Congressional Democrats are being urged by leadership to avoid town hall meetings and other public events that offer the ability for voters to ask questions in uncontrolled settings. Last summer’s finger waving and YouTube video accounts seems just too much to handle for faltering Democrats.
Sorry I have not had too much time to write lately, but I will try to get back into things. Anyway…
This story from the New York Times caught my eye the other day. Since last summer did not go so well, Congressional leadership is strongly suggesting incumbents running for re-election this November keep a low profile. I guess you could call it another symptom of the disease, the all-powerful can now simply place a barricade between themselves and voters.
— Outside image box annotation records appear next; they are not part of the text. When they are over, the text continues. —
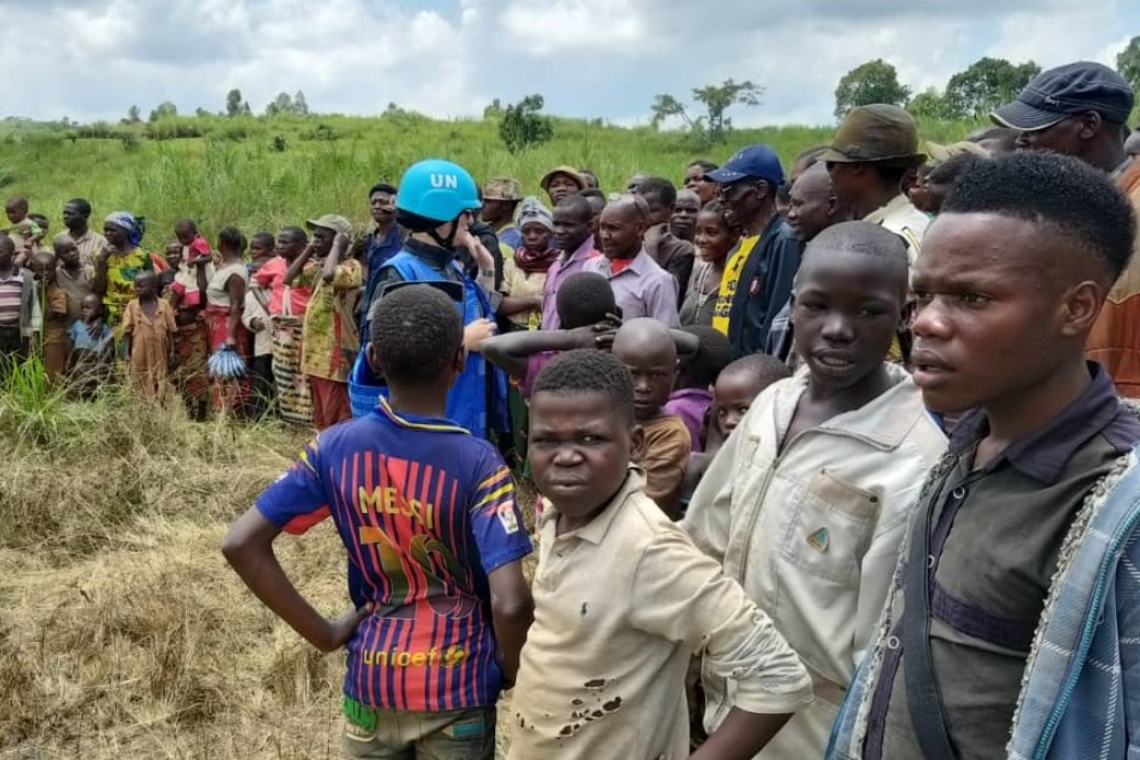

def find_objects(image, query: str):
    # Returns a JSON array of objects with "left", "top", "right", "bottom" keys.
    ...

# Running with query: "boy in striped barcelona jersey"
[{"left": 222, "top": 285, "right": 534, "bottom": 760}]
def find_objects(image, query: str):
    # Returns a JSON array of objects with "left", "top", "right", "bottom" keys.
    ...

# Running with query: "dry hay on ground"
[{"left": 0, "top": 389, "right": 533, "bottom": 760}]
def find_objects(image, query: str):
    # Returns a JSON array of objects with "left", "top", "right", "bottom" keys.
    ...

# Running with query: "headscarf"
[
  {"left": 104, "top": 211, "right": 146, "bottom": 248},
  {"left": 514, "top": 196, "right": 559, "bottom": 272}
]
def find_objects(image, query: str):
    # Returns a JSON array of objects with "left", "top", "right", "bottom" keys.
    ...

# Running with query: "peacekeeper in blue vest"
[{"left": 361, "top": 158, "right": 510, "bottom": 438}]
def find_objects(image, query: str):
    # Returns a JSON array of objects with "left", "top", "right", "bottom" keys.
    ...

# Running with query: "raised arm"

If the time-honored tradition of the political meeting is not quite dead, it seems to be teetering closer to extinction. Of the 255 Democrats who make up the majority in the House, only a handful held town-hall-style forums as legislators spent last week at home in their districts.
It was no scheduling accident.
With images of overheated, finger-waving crowds still seared into their minds from the discontent of last August, many Democrats heeded the advice of party leaders and tried to avoid unscripted question-and-answer sessions. The recommendations were clear: hold events in controlled settings — a bank or credit union, for example — or tour local businesses or participate in community service projects.
And to reach thousands of constituents at a time, without the worry of being snared in an angry confrontation with voters, more lawmakers are also taking part in a fast-growing trend: the telephone town meeting, where chances are remote that a testy exchange will wind up on YouTube.
These are the people who have been elected to serve as our representatives inside the beltway, and they are refusing to meet with us because they don’t like the bad press. Why are they afraid? Sure, TEA Party members can be boisterous and seem bit angry on occasion, but so what? Man up and deal with it. You’re not a leader if you can’t calm people down and have a discussion with them.
You best be able to explain your position in a way that makes sense to your constituents. You’re elected to represent everyone in your district, not just those who blindly vote for you. You must lead, teach and mentor. Is that too much to ask?
The big problem is Congress’ continued path towards a soft tyranny, and people don’t like it so much. As the federal government continues to steal property from future generations to fund federal busy-work projects, people notice. I’ve said Feb. 2009 was a tipping point for many voters … an awakening if you will … and hiding with friends won’t help you much come election day.